O bar estava cheio, tocava, randomicamente, estilos que
variavam do MPB ao sertanejo universitário. Subimos às escadas em direção à
mesa onde se encontravam três de seus amigos. “Você sumiu!”, disse um deles que
havia me excluído do Facebook há alguns meses. “É... Sumi”, controlando, com
moderação, o amargor por detrás das palavras que poderiam ser soltas a qualquer
momento.
“Você está mais bonito”, me elogiou ela, enquanto me olhava
como quem estivesse à frente de uma nova pessoa. “Continuo o mesmo... Assim
como a mim você me parece”, respondi, seco.
“Não sei... Você tá diferente”, insistiu.
“Pode ser a barba que tenha me dado um novo ar”,
contra-argumentei.
Com meus olhos fixos aos seus, embora a escuridão daquele
bar, eu buscava encontrar respostas dentro de suas pupilas dilatadas.
Defronte a um enorme espelho, na parte superior do
estabelecimento, ela via sua própria imagem. Sorridente, aparentemente feliz em
ver, me pediu para “abaixar a guarda” na tentativa frustrada de um abraço.
“Por que deveria?”, retruquei essa que era a indagação que
dominava qualquer discurso que eu pudesse empregar naquela noite.
“Por que... ?”, e antes de qualquer discussão de relação que não mais existia,
ela interrompeu o princípio do que seria um interrogatório, para se encostar
ainda mais próxima a mim.
E enquanto meu corpo desejava o seu, minhas lembranças
rememoravam, há nove meses, nós dois, sentados em uma mesa daquelas, trocando
beijos recíprocos e sorrindo, aparentemente felizes.
Porém, irresistivelmente, cedi. Envolvi seu corpo ao
meu e, ritmicamente, nos beijamos, beijamos... E, a cada intervalo, eu fixava meus
olhos nos seus à procura de respostas que decerto não seriam respondidas numa
noite que poderia ser resumir "a apenas uma noite".
“Havia esquecido que seu beijo era tão bom”,
revelou ela. “Você se esqueceu tanto coisa...”, completei, quase que em sussurros.

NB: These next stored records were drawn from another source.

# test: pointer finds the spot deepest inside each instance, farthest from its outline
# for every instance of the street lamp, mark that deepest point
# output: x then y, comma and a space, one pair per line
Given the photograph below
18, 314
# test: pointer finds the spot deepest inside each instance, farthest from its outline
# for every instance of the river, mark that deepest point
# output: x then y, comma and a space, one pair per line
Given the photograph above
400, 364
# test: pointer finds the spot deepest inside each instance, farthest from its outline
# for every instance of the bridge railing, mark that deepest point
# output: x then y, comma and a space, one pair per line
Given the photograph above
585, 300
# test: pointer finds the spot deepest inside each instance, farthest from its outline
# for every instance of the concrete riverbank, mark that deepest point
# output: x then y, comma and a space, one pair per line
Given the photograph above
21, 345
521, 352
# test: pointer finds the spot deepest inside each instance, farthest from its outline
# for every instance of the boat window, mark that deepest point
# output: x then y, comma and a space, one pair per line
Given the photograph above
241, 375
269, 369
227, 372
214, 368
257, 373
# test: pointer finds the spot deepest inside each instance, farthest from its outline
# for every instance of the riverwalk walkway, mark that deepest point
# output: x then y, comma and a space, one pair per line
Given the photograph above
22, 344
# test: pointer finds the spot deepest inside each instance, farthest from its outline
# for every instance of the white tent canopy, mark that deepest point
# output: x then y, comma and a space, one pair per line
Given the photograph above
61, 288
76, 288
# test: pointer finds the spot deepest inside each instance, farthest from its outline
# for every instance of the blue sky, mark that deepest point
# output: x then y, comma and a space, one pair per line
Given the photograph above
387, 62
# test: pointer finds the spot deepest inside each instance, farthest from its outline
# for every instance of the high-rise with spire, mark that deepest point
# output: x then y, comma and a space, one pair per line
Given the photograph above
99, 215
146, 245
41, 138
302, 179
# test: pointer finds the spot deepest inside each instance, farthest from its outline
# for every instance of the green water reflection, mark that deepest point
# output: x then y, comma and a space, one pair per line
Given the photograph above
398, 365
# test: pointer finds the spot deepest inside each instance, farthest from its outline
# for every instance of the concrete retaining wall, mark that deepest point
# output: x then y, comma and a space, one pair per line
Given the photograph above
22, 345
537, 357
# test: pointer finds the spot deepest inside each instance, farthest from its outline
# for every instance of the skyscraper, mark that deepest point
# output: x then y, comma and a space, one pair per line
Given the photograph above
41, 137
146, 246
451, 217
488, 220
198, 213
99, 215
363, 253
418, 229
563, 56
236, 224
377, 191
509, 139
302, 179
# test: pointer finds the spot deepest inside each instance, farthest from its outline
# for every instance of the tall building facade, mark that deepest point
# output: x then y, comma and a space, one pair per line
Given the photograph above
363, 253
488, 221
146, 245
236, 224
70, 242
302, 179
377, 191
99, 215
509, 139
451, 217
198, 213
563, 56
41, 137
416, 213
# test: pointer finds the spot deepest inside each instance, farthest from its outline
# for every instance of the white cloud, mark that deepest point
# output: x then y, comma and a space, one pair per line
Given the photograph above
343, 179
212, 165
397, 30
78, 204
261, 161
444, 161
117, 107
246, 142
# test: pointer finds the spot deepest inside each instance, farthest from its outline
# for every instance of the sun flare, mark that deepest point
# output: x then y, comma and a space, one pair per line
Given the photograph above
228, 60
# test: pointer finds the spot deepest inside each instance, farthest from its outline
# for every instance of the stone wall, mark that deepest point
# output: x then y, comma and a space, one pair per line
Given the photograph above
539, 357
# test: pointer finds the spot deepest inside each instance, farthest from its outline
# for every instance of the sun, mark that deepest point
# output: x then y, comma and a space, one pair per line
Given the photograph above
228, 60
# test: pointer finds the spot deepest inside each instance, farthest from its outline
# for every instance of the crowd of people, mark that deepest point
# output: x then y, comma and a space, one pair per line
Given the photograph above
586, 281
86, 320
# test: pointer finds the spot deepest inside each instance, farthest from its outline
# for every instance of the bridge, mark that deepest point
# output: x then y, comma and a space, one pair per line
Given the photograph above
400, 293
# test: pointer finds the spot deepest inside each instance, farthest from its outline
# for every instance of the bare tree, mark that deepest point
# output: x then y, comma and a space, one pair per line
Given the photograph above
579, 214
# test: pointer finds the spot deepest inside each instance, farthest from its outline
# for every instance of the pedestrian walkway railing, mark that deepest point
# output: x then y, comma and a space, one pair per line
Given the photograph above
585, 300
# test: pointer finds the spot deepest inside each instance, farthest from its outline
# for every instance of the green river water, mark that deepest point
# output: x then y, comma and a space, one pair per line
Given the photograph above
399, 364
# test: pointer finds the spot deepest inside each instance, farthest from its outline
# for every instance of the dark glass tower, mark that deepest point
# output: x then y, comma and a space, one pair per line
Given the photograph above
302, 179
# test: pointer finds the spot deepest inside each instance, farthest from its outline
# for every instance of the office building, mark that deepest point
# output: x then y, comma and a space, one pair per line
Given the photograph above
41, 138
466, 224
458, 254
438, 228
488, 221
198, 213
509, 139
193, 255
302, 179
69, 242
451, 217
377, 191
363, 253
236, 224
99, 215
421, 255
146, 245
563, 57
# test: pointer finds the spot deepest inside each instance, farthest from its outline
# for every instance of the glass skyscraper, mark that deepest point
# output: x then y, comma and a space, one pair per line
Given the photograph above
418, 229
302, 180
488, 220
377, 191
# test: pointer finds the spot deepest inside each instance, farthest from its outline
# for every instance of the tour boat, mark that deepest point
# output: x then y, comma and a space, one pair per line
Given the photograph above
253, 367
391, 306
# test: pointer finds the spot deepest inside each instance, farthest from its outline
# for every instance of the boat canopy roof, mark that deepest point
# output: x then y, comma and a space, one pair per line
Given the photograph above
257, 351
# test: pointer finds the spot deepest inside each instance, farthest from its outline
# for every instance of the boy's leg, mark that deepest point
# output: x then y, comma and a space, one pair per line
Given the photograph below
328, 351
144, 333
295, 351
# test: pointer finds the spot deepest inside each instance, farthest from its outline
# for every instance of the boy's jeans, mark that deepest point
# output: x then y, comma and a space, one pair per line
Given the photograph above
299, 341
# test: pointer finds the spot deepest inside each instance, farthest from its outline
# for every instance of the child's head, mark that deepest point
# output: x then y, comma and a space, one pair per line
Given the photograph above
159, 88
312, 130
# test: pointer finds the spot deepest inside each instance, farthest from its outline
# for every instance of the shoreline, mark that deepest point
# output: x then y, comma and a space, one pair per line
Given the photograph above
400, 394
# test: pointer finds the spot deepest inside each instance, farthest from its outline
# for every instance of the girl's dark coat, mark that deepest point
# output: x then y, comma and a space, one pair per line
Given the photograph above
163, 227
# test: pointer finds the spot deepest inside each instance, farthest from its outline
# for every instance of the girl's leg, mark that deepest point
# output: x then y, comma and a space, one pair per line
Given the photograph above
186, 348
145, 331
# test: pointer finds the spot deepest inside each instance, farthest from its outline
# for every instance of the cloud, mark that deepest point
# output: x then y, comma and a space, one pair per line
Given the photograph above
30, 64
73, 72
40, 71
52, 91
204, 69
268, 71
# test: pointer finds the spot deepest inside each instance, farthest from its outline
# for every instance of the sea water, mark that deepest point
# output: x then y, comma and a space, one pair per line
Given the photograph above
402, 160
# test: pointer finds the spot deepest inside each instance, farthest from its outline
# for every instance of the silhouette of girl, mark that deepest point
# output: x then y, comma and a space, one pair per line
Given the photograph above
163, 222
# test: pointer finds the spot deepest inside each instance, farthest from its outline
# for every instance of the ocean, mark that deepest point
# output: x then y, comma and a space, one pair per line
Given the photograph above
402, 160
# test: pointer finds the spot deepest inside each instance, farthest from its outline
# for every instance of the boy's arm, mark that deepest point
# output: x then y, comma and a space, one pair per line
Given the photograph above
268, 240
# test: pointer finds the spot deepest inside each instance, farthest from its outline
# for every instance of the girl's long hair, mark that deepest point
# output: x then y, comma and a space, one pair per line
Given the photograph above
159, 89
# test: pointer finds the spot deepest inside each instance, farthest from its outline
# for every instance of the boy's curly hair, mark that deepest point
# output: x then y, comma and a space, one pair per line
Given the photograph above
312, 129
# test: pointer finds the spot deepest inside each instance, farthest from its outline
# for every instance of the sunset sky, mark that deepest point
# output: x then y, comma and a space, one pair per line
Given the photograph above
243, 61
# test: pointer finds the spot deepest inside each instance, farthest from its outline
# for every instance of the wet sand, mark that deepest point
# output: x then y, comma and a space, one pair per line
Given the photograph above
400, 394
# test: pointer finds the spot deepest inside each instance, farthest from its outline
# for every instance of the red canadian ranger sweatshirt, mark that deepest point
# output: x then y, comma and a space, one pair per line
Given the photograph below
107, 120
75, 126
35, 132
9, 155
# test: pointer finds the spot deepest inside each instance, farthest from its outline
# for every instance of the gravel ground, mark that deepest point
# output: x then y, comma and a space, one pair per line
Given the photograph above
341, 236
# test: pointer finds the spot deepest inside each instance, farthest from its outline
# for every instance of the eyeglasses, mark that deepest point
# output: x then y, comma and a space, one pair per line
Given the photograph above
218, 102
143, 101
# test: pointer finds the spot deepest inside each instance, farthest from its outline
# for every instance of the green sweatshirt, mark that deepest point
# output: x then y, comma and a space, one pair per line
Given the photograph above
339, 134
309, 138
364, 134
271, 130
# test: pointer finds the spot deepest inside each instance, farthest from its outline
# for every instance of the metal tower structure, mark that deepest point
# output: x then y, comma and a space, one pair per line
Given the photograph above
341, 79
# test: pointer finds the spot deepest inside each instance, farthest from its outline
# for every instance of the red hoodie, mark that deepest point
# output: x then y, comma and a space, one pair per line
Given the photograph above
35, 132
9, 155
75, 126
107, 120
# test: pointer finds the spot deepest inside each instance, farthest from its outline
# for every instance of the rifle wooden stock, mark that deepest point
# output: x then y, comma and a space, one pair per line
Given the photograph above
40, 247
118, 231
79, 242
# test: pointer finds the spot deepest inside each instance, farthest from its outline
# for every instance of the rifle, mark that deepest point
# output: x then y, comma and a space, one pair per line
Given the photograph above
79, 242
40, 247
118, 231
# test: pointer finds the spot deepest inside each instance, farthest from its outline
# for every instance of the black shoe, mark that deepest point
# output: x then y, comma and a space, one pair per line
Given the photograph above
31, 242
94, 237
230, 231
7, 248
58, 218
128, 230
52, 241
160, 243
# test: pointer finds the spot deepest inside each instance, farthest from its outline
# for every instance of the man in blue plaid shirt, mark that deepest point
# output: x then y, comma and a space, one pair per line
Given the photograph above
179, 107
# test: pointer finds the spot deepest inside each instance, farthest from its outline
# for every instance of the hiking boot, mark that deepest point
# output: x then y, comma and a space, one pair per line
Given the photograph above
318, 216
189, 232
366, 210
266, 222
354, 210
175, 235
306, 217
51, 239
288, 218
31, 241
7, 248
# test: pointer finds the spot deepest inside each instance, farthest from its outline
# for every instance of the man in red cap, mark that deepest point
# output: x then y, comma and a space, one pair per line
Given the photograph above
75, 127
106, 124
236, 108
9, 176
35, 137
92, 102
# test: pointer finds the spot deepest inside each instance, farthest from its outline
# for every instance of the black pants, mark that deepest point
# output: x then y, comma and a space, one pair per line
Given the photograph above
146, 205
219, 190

Ficamos ali por quase uma hora, até seus amigos a intimarem
sua despedida, muito postergada por ela, que amparava o copo na mão direita,
levemente cambaleante.
Descemos as escadas rumo ao caixa. Paguei apenas a entrada
no bar: R$ 6, enquanto ela desembolsou R$ 180. Já meio embriagada, demos um beijo de despedida
ainda dentro do bar. Um beijo com sabor de vinho branco, seguido de um toque no rosto.
Do lado de fora, o início do fim do reencontro foi selado por
sua inquisição. “E agora?”. Com sarcasmo, retruquei, emendando: “Meu número você
tem!”.
Viramos as costas, descortinamos as lembranças. E, confesso: não sei se definitivamente a taça foi quebrada ou se será remendada, se demos adeus ou um até logo.
Viramos as costas, descortinamos as lembranças. E, confesso: não sei se definitivamente a taça foi quebrada ou se será remendada, se demos adeus ou um até logo.